Motion of a particle is given by equation \(S=(3t^3+7t^2+14t+8)\ m\), The value of acceleration of the particle at \(t=1 \ sec\) is:

• A. \(10\  m/s^2\)
• B. \(32 \ m/s^2\)
• C. \(23\  m/s^2\)
• D. \(16\  m/s\)

Answer 1

The Correct Option is B

To find the acceleration of the particle at \( t = 1 \) second, we need to follow these steps:

1. First, determine the velocity of the particle as a function of time by differentiating the position function with respect to time.
2. Then find the acceleration by differentiating the velocity function with respect to time.
3. Finally, substitute \( t = 1 \) second into the acceleration function to get the desired value.

Step-by-Step Solution

Step 1: Differentiate the position function to get velocity.
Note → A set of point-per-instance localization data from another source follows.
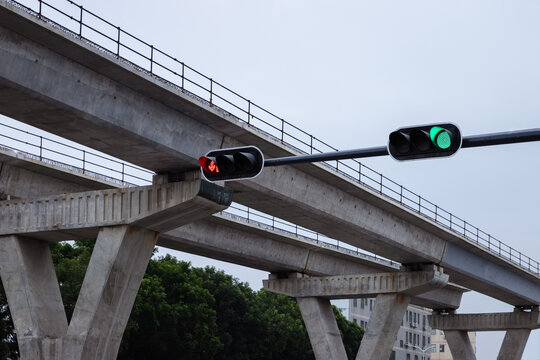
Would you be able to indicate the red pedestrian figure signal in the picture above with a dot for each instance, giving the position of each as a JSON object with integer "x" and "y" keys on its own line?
{"x": 232, "y": 164}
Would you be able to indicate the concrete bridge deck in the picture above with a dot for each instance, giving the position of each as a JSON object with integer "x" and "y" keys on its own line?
{"x": 225, "y": 237}
{"x": 64, "y": 85}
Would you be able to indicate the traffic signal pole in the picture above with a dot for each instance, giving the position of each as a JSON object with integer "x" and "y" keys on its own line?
{"x": 509, "y": 137}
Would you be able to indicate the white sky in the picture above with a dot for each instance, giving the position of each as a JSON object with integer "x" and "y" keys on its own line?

The position of the particle as a function of time is given by:

S = 3t^3 + 7t^2 + 14t + 8.

Velocity, \( V(t) \), is the first derivative of position \( S \) with respect to time \( t \):

V(t) = \frac{d}{dt}(3t^3 + 7t^2 + 14t + 8) = 9t^2 + 14t + 14.

Step 2: Differentiate the velocity function to get acceleration.

Acceleration, \( a(t) \), is the first derivative of velocity \( V(t) \) with respect to time \( t \):

a(t) = \frac{d}{dt}(9t^2 + 14t + 14) = 18t + 14.

Step 3: Substitute \( t = 1 \) second into the acceleration function.

a(1) = 18(1) + 14 = 18 + 14 = 32 \ m/s^2.

Conclusion:

The acceleration of the particle at \( t = 1 \) second is 32 \ m/s^2, confirming that the correct answer is indeed 32 \ m/s^2.